Earthquake warning in the air?
Whenever there was a moderate or big earthquake there was indeed a large increase in air conductivity.
April 25 will be the first anniversary of Nepal’s devastating earthquake — the country’s worst natural disaster since the 1934 Nepal-Bihar earthquake. The magnitude 7.8 quake killed over 9,000 people and injured over 23,000. With prior warning many of those lives could have been saved. Most seismologists believe that predicting earthquakes is impossible.
However, Friedemann Freund, a researcher at NASA believes he has found a subtle signal emitted in the hours before the tremors start. A mineral physicist by background, Freund’s idea originated from attempts to produce electricity by putting rocks under stress. In 2006 he showed that a block of granite under pressure could produce an electrical current, due to mineral defects unsettling electrons.
By 2009 he showed that this process caused air molecules to ionise above the surface of the rock. At that point he wondered if the build-up of stress prior to an earthquake would ionise the air molecules above the fault.
Ian Main, an earthquake scientist at the University of Edinburgh, is skeptical of the hypothesis. “The problem is how these processes scale to the much larger spatial and temporal scales in a much more complex material involved in earthquakes,” he says.

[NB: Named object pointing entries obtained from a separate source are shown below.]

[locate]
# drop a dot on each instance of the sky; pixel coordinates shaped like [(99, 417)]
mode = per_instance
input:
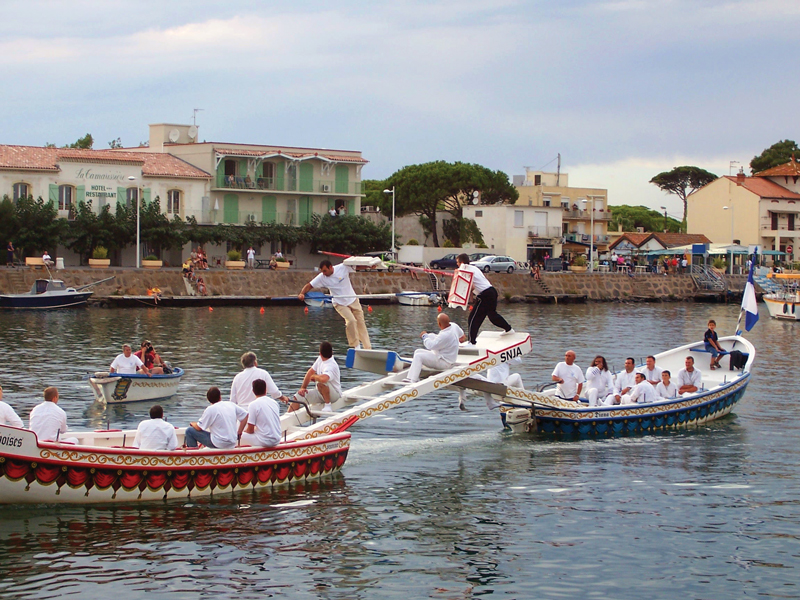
[(622, 89)]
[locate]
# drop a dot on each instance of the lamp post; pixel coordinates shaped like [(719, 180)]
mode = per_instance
[(731, 209), (131, 178), (591, 234), (391, 191)]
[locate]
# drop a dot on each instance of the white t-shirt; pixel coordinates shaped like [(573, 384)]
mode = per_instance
[(8, 416), (663, 391), (155, 434), (694, 378), (242, 386), (264, 414), (624, 380), (479, 281), (339, 285), (221, 420), (572, 376), (48, 421), (331, 369), (444, 343), (126, 365)]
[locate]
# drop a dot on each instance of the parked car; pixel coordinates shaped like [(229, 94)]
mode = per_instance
[(496, 264)]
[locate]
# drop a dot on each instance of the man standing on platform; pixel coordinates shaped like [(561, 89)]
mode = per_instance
[(345, 301), (485, 301)]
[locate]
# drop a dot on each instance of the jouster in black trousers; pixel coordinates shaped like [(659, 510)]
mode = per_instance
[(485, 306)]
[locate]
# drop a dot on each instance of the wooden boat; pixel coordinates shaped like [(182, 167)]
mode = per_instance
[(114, 388), (524, 410), (784, 302), (103, 467), (49, 293)]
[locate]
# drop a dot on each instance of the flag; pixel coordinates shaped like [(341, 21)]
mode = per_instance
[(749, 303)]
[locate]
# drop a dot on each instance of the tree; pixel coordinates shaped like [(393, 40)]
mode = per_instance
[(427, 188), (683, 181), (778, 154), (631, 217)]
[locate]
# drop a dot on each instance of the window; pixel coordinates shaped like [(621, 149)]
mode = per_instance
[(65, 195), (174, 202), (21, 190)]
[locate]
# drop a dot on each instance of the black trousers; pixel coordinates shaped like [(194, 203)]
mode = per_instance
[(485, 306)]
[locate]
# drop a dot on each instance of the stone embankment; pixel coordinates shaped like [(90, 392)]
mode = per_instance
[(516, 288)]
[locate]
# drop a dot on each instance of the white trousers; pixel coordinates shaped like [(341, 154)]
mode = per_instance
[(426, 358)]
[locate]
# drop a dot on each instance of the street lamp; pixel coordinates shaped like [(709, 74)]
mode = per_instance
[(131, 178), (391, 191), (591, 233)]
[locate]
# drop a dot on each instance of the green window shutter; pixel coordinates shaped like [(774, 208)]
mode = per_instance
[(342, 179), (306, 177), (231, 208), (269, 210)]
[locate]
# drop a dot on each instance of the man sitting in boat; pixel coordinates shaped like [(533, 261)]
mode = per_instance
[(442, 349), (148, 355), (263, 422), (651, 372), (689, 379), (642, 392), (569, 378), (7, 414), (325, 373), (217, 428), (155, 433), (49, 421), (624, 383), (599, 382), (242, 386), (665, 388), (127, 363)]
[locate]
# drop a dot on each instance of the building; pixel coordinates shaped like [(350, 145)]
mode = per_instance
[(759, 210), (584, 213)]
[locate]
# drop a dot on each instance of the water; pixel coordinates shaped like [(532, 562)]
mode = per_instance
[(433, 502)]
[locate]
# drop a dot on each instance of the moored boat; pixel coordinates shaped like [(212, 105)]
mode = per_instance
[(113, 388)]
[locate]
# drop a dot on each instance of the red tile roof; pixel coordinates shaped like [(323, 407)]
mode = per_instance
[(34, 158)]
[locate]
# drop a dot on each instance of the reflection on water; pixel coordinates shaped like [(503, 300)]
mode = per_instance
[(432, 502)]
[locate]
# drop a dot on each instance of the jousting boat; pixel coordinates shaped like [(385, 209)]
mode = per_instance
[(103, 467), (113, 388), (523, 411)]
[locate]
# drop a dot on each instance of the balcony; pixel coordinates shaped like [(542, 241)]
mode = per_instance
[(288, 184)]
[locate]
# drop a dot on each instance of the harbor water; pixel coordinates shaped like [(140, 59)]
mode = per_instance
[(433, 502)]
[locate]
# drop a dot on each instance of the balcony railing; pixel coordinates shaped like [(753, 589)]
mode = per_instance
[(289, 184)]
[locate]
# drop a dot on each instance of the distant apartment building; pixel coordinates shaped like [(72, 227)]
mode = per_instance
[(583, 212)]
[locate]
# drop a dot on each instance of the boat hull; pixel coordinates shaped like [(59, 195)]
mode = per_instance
[(115, 389), (34, 472)]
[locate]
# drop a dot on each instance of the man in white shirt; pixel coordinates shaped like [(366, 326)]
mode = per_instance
[(624, 383), (7, 414), (127, 363), (569, 378), (217, 428), (48, 421), (642, 392), (485, 304), (666, 389), (689, 379), (651, 372), (242, 386), (442, 349), (337, 280), (155, 433), (325, 373), (263, 427)]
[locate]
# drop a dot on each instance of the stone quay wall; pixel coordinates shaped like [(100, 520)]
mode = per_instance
[(515, 287)]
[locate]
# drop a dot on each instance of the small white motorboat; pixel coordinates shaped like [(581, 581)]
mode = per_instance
[(114, 388)]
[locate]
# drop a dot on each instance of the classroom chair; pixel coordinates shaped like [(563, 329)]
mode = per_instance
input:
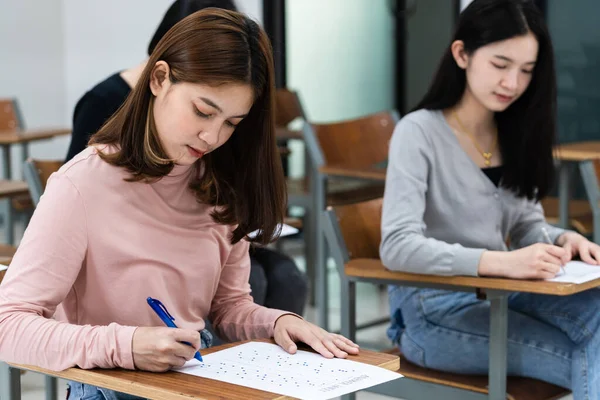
[(354, 233), (288, 109), (37, 173), (356, 143), (13, 132), (584, 215)]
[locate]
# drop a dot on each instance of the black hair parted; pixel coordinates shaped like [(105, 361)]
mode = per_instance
[(527, 129)]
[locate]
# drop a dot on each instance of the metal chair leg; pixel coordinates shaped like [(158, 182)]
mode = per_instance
[(498, 345), (10, 382)]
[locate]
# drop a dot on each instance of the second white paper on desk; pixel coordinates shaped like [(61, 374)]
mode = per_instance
[(304, 375), (578, 272)]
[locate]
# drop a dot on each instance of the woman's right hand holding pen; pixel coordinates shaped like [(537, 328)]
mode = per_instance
[(159, 349), (538, 261)]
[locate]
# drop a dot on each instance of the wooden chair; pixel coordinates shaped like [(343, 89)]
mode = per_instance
[(584, 215), (13, 131), (353, 232), (358, 143)]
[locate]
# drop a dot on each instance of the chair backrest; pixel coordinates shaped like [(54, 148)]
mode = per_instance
[(361, 142), (37, 173), (10, 117), (287, 107), (355, 229)]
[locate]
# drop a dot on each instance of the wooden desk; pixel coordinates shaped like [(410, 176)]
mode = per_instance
[(369, 268), (12, 188), (377, 174), (282, 133), (19, 136), (178, 386), (583, 155), (23, 138), (578, 151)]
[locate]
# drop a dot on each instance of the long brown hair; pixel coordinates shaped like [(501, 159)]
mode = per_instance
[(243, 178)]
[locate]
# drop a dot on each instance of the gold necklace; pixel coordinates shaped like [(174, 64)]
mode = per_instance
[(487, 155)]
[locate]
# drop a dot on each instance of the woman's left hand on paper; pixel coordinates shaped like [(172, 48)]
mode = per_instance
[(290, 329), (576, 244)]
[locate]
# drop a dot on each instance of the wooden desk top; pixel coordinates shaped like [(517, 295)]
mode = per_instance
[(282, 133), (373, 269), (377, 174), (18, 136), (178, 386), (12, 188), (578, 151)]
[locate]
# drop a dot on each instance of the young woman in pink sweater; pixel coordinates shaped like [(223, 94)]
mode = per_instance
[(160, 205)]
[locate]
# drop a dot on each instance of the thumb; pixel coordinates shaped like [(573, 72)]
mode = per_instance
[(285, 341), (568, 253)]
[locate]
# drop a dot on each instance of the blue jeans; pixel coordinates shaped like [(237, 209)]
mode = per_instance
[(551, 338), (80, 391)]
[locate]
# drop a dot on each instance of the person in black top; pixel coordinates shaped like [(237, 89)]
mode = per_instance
[(275, 280)]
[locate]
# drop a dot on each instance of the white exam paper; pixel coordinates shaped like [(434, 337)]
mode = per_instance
[(577, 272), (304, 375)]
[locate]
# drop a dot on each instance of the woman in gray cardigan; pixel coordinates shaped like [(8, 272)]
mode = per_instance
[(467, 170)]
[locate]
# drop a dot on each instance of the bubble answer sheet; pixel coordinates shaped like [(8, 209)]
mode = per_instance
[(304, 375), (577, 272)]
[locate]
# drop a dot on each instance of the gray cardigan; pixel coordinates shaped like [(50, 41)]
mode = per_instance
[(440, 211)]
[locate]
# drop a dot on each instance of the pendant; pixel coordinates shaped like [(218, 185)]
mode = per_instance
[(488, 158)]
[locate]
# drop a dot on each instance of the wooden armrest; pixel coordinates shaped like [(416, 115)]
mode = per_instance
[(353, 172), (370, 268), (578, 151), (21, 136), (10, 188), (282, 133)]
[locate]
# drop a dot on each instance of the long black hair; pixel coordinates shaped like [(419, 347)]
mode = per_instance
[(527, 129)]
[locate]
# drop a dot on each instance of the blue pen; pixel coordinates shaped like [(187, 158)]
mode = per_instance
[(160, 310)]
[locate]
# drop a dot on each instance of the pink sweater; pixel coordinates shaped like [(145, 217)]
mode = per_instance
[(97, 247)]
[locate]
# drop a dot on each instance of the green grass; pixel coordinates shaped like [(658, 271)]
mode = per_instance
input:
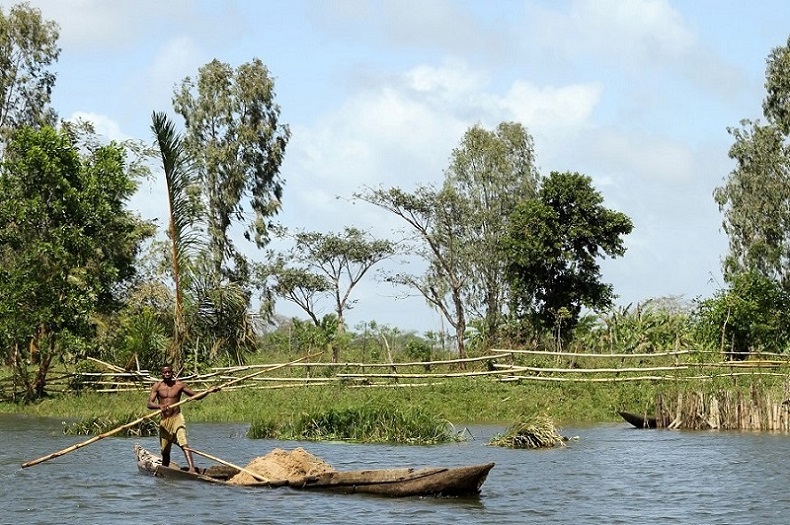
[(365, 424), (460, 401)]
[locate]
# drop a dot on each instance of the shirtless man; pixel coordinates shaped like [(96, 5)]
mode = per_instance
[(172, 427)]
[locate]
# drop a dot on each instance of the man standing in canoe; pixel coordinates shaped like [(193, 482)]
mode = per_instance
[(172, 427)]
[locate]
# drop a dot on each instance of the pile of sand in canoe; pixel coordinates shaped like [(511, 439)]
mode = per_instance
[(280, 465)]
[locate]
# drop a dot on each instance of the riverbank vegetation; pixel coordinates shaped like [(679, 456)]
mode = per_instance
[(94, 300)]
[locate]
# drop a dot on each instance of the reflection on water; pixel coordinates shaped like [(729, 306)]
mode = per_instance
[(612, 474)]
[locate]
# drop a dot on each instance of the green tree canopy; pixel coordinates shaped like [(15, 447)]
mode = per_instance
[(458, 229), (755, 197), (67, 244), (553, 247), (28, 48), (490, 173), (233, 132)]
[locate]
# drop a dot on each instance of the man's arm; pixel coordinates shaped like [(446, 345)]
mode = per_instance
[(153, 404), (192, 394)]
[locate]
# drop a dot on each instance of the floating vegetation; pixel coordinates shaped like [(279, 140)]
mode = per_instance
[(533, 432), (101, 424), (382, 424)]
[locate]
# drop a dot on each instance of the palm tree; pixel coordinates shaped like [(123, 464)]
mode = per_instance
[(179, 176)]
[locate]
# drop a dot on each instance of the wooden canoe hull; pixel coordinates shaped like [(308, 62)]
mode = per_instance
[(638, 421), (402, 482)]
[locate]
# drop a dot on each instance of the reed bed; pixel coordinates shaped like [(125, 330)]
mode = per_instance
[(532, 432), (364, 424)]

Nonetheless, Freund is testing his theory, using air conductivity sensors to monitor changes along fault lines in Alaska and on the San Andreas Fault in California. “Whenever there was a moderate or big earthquake there was indeed a large increase in air conductivity,” he says. Now he is working towards a Global Earthquake Forecast System aiming to issue alerts at least 24 hours before an earthquake strikes.